Vielleicht war Psychotherapie nie eine Wissenschaft? Und das wird es nie? Persönlich denke ich, dass Psychotherapie, zumindest Gestalttherapie, eher eine Kunstform als eine Wissenschaft ist. Es ist auch fair, es manchmal als Handwerk zu betrachten. Und auch eine Form philosophischer Praxis. Aber überhaupt keine Wissenschaft. Zwar gibt es Psychotherapieschulen, die versuchen, mehr oder weniger erfolgreich wissenschaftlich zu sein – KVT zum Beispiel oder klassische klinische Psychotherapie.

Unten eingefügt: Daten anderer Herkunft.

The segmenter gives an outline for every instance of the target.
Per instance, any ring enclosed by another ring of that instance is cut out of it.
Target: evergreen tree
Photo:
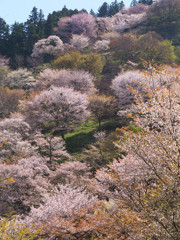
[[[15,22],[11,26],[11,34],[9,36],[7,55],[14,57],[15,55],[25,55],[26,51],[26,35],[23,23]]]
[[[109,15],[109,5],[107,2],[104,2],[102,6],[98,9],[98,17],[107,17]]]
[[[130,6],[133,7],[133,6],[137,5],[137,4],[138,4],[137,0],[132,0]]]
[[[91,14],[92,16],[96,17],[96,14],[95,14],[95,12],[93,11],[93,9],[90,10],[90,14]]]
[[[33,7],[25,25],[27,34],[27,54],[30,55],[34,44],[38,41],[38,9],[36,7]]]
[[[44,24],[45,37],[48,37],[54,34],[53,27],[54,27],[53,15],[49,14]]]
[[[44,19],[44,14],[42,9],[39,10],[39,14],[38,14],[38,26],[37,26],[37,30],[39,33],[39,38],[44,38],[44,28],[45,28],[45,19]]]
[[[152,5],[153,4],[153,0],[139,0],[138,3]]]
[[[121,1],[120,3],[117,2],[117,0],[114,0],[114,2],[112,2],[110,4],[110,7],[109,7],[109,13],[108,15],[111,17],[111,16],[114,16],[116,13],[118,13],[122,8],[124,7],[124,2]]]
[[[9,25],[6,24],[4,19],[0,18],[0,54],[6,55],[6,49],[9,38]]]
[[[123,1],[121,1],[121,2],[119,3],[119,11],[120,11],[123,7],[125,7],[125,4],[124,4]]]
[[[34,44],[44,37],[45,20],[42,10],[38,12],[36,7],[33,7],[29,19],[25,23],[27,37],[27,55],[30,55]]]
[[[38,24],[38,15],[37,7],[33,7],[31,14],[29,15],[29,20],[36,26]]]

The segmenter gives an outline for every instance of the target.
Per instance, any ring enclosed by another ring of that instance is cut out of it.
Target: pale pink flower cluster
[[[88,182],[90,177],[90,167],[86,163],[77,161],[65,162],[57,167],[51,175],[51,181],[72,183],[73,185],[82,185]]]
[[[89,38],[84,36],[83,34],[73,34],[70,40],[70,44],[73,48],[81,50],[89,45]]]
[[[95,93],[94,76],[84,70],[53,70],[45,69],[39,74],[35,85],[38,89],[50,86],[72,88],[81,93]]]
[[[25,218],[26,224],[46,222],[50,217],[72,216],[76,210],[80,210],[96,201],[96,197],[85,193],[82,188],[75,188],[69,184],[58,184],[51,194],[46,194],[43,204],[38,208],[32,208],[29,216]]]
[[[111,89],[119,99],[119,105],[132,104],[134,96],[129,87],[142,90],[146,81],[143,73],[139,71],[127,71],[120,73],[112,81]]]
[[[25,117],[31,126],[42,127],[51,122],[58,131],[66,131],[73,124],[85,121],[89,115],[85,94],[69,88],[52,87],[26,103]]]
[[[30,206],[40,203],[50,187],[49,173],[45,160],[37,156],[21,159],[18,164],[0,164],[0,179],[12,179],[0,189],[1,214],[14,209],[16,213],[26,212]]]
[[[32,57],[42,57],[46,54],[57,55],[64,49],[63,42],[58,36],[49,36],[35,43],[32,51]]]
[[[109,40],[98,40],[94,44],[94,49],[98,52],[105,51],[109,47]]]

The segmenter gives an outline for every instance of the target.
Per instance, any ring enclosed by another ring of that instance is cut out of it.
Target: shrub
[[[57,69],[81,69],[99,77],[103,69],[103,62],[100,54],[81,54],[80,52],[73,51],[66,53],[64,56],[59,56],[53,62],[53,66]]]
[[[23,90],[0,87],[0,118],[9,117],[12,112],[15,112],[23,96]]]

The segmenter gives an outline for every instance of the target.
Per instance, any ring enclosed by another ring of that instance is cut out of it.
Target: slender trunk
[[[52,163],[52,146],[51,146],[51,140],[49,142],[49,161]]]
[[[98,119],[98,123],[99,123],[98,129],[100,131],[101,130],[101,119],[100,118]]]
[[[61,131],[61,137],[62,137],[63,140],[65,140],[64,139],[64,131]]]

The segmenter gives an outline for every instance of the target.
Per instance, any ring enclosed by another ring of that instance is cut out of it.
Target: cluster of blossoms
[[[49,36],[35,43],[32,57],[42,57],[45,55],[57,55],[64,49],[63,42],[57,36]]]

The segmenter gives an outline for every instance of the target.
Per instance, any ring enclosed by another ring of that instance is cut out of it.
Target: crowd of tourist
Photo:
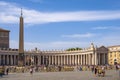
[[[105,70],[119,70],[120,65],[77,65],[77,66],[57,66],[57,65],[40,65],[40,66],[24,66],[24,67],[17,67],[17,66],[0,66],[0,77],[3,75],[8,75],[8,73],[15,73],[15,72],[58,72],[58,71],[91,71],[95,74],[95,76],[105,76]]]

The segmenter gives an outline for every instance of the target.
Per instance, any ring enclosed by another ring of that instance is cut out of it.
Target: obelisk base
[[[24,66],[24,53],[19,53],[18,57],[18,66],[23,67]]]

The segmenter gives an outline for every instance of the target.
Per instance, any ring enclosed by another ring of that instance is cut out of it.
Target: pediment
[[[101,47],[97,48],[97,52],[99,52],[99,53],[107,53],[108,48],[106,48],[105,46],[101,46]]]

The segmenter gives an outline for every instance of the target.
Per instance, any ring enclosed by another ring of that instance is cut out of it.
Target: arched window
[[[116,65],[117,64],[117,59],[114,59],[114,65]]]

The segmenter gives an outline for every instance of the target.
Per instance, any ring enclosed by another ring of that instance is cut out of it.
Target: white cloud
[[[62,37],[67,38],[90,38],[94,37],[96,34],[93,33],[86,33],[86,34],[72,34],[72,35],[62,35]]]
[[[43,0],[28,0],[28,1],[31,1],[31,2],[34,2],[34,3],[43,3]]]
[[[120,37],[119,35],[107,35],[95,40],[94,43],[105,46],[120,45]]]
[[[93,27],[93,30],[106,30],[106,29],[110,29],[110,30],[120,30],[120,26],[99,26],[99,27]]]
[[[19,22],[20,7],[13,3],[0,1],[0,23]],[[41,12],[23,8],[24,20],[28,24],[43,24],[68,21],[97,21],[120,19],[120,10],[114,11],[74,11]]]
[[[10,48],[17,48],[18,49],[18,41],[10,40]]]
[[[99,30],[99,29],[109,29],[109,27],[94,27],[94,28],[92,28],[92,29],[94,29],[94,30]]]
[[[120,44],[120,37],[119,35],[106,35],[101,36],[97,39],[86,39],[86,40],[79,40],[79,41],[52,41],[52,42],[26,42],[24,43],[25,49],[34,49],[37,47],[41,50],[52,50],[52,49],[67,49],[71,47],[81,47],[87,48],[90,47],[90,44],[94,43],[96,46],[113,46]],[[10,41],[11,48],[18,48],[18,41],[11,40]]]
[[[24,48],[26,50],[34,49],[37,47],[42,50],[51,50],[51,49],[67,49],[70,47],[86,47],[89,46],[88,42],[78,42],[78,41],[54,41],[54,42],[45,42],[45,43],[35,43],[35,42],[25,42]],[[18,48],[18,41],[10,41],[11,48]]]

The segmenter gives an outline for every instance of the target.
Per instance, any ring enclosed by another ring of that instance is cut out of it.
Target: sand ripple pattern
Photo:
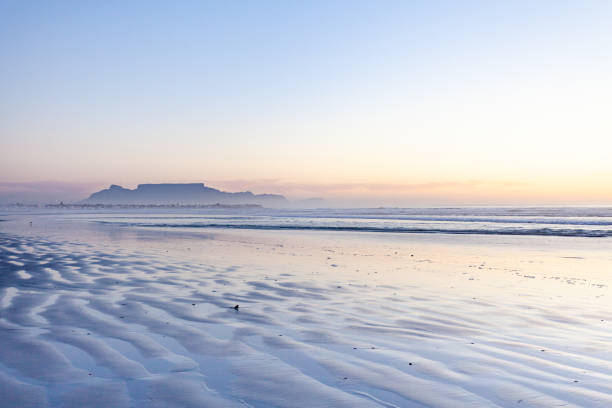
[[[0,235],[0,406],[612,406],[609,324],[504,313]]]

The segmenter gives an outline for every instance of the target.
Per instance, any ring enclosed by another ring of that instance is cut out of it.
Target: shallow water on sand
[[[609,238],[0,218],[0,406],[612,406]]]

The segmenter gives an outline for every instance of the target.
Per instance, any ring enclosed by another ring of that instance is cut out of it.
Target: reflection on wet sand
[[[114,245],[1,235],[2,401],[612,405],[610,278],[593,271],[605,256],[376,235],[114,234]]]

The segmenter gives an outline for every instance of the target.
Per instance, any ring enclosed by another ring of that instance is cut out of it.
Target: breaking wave
[[[107,223],[105,221],[101,221]],[[376,227],[371,225],[295,225],[295,224],[245,224],[245,223],[113,223],[132,227],[155,228],[215,228],[245,230],[289,230],[289,231],[338,231],[338,232],[378,232],[409,234],[471,234],[471,235],[536,235],[560,237],[612,237],[612,230],[582,228],[415,228],[415,227]]]

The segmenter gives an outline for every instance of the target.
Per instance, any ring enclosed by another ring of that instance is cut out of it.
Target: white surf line
[[[19,276],[21,279],[30,279],[32,277],[32,275],[30,275],[23,269],[17,271],[17,276]]]

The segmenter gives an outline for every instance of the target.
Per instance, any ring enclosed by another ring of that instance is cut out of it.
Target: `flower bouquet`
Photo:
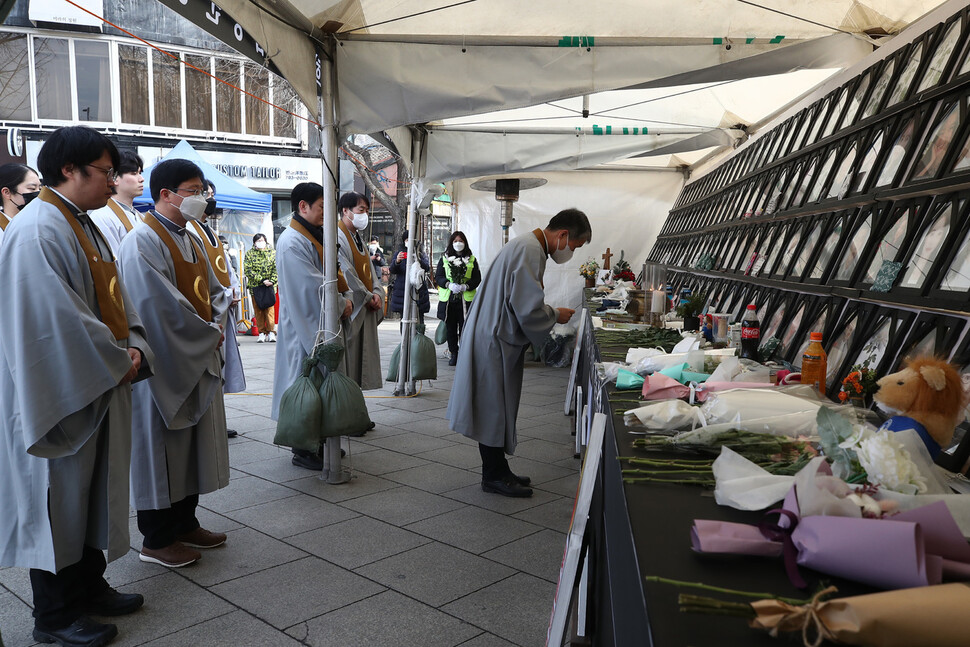
[[[586,259],[586,262],[579,266],[579,275],[586,280],[596,279],[599,276],[600,264],[596,262],[592,256]]]
[[[620,260],[613,264],[614,281],[636,281],[637,276],[630,269],[630,263],[623,259],[624,251],[620,250]]]
[[[872,394],[878,390],[876,382],[879,376],[871,368],[864,365],[855,365],[852,372],[842,380],[842,388],[839,390],[840,402],[853,402],[859,405],[868,403]]]

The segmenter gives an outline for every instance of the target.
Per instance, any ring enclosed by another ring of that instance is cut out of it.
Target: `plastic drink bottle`
[[[808,347],[802,355],[802,384],[808,384],[815,387],[819,393],[825,393],[827,361],[825,349],[822,348],[822,333],[811,333]]]
[[[761,322],[758,310],[750,304],[741,320],[741,357],[758,361],[758,346],[761,344]]]

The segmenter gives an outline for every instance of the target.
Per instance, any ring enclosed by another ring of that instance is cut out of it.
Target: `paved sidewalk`
[[[437,320],[428,319],[428,334]],[[398,321],[380,329],[385,365]],[[227,544],[192,566],[138,560],[141,535],[108,566],[112,586],[145,595],[115,620],[112,645],[153,647],[535,647],[545,640],[559,563],[579,481],[571,418],[563,416],[568,369],[526,364],[517,474],[530,499],[485,494],[475,443],[448,429],[454,369],[413,398],[369,391],[377,428],[345,440],[354,478],[327,485],[273,445],[269,418],[274,344],[240,338],[248,391],[226,397],[229,487],[204,495],[203,526]],[[30,584],[0,569],[6,647],[32,645]]]

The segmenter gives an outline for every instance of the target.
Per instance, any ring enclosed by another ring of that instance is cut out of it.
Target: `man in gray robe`
[[[131,151],[122,151],[120,155],[121,165],[115,169],[118,180],[114,196],[106,206],[91,212],[91,220],[101,230],[115,256],[121,240],[141,221],[141,214],[133,205],[145,188],[145,178],[141,174],[145,165],[141,158]]]
[[[201,241],[185,229],[205,211],[202,171],[187,160],[155,166],[155,210],[121,243],[125,283],[157,358],[133,392],[131,494],[142,561],[180,567],[226,535],[199,525],[199,495],[229,484],[222,400],[223,326],[230,299]]]
[[[303,374],[303,359],[313,350],[321,327],[321,305],[324,284],[323,257],[323,187],[314,182],[296,185],[290,194],[293,220],[276,240],[276,275],[280,292],[279,343],[276,347],[276,370],[273,373],[273,420],[279,419],[280,399]],[[331,250],[331,253],[333,251]],[[355,296],[346,284],[343,288],[346,320],[354,309]],[[336,331],[334,331],[336,332]],[[330,335],[324,337],[329,339]],[[318,367],[326,370],[324,367]],[[309,470],[323,469],[318,452],[293,450],[293,464]]]
[[[560,211],[545,229],[509,241],[475,295],[462,331],[448,422],[478,441],[485,492],[532,496],[529,478],[513,474],[505,458],[515,453],[525,352],[529,344],[541,348],[553,325],[573,315],[544,303],[542,275],[547,258],[565,263],[591,237],[586,214]]]
[[[370,252],[360,237],[367,229],[370,203],[359,193],[345,193],[337,202],[337,251],[347,285],[353,292],[354,310],[341,326],[347,377],[363,390],[384,385],[377,326],[384,318],[384,288]],[[282,303],[282,299],[280,300]]]
[[[85,614],[139,608],[104,579],[128,546],[132,381],[151,374],[145,330],[87,211],[111,196],[118,151],[76,126],[55,131],[48,182],[0,251],[0,566],[29,568],[34,639],[105,644]]]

Ich glaube übrigens, dass die Kunst ein ebenso effektives Mittel ist, mit dem konzeptuellen Chaos des Wissens über eine Person umzugehen. Wenn sich die Wissenschaft auf dem Weg der Kontrolle oder Bewältigung bewegt, dann begleitet die Kunst das Chaos, indem sie innerhalb des Chaos diese oder jene tatsächliche Form oder dieses Bild schafft. Ich nehme an, wir werden nie wissen, was ich bin und was die andere Person in unserer wahren Natur ist, aber wir können den Weg der Kreativität in unserem Leben und im Kontakt mit dem Anderen gehen.

Ich setze mich meinem Klienten gegenüber, jedes Mal ahne ich nicht einmal, wie sich unser Meeting in den nächsten 5 Minuten entwickeln wird. Ich bin jede Sekunde bereit, überrascht zu sein, dass wir gemeinsam mit ihm im Prozess der Berührung mit unseren Herzen erschaffen. Und jedes Mal ist es ein völlig einzigartiges Produkt – Life. Wenn ich meinen Klienten in die eine oder andere Richtung bewegen möchte, um sein Leben zu „verbessern“, muss ich aufhören zu kreieren und überrascht sein, was passiert. Aus meiner Psychotherapie wird ein Handwerk oder die Umsetzung einer Art von Pygmalions narzisstischem Projekt aus der Psychotherapie.

Aber was ist mit der Wahrheit? Auf keinen Fall. Es existiert einfach nicht! Und es hat in Wirklichkeit nie existiert. Gibt es Interpretationen von ihr, die als Material für psychotherapeutische Kreativität dienen?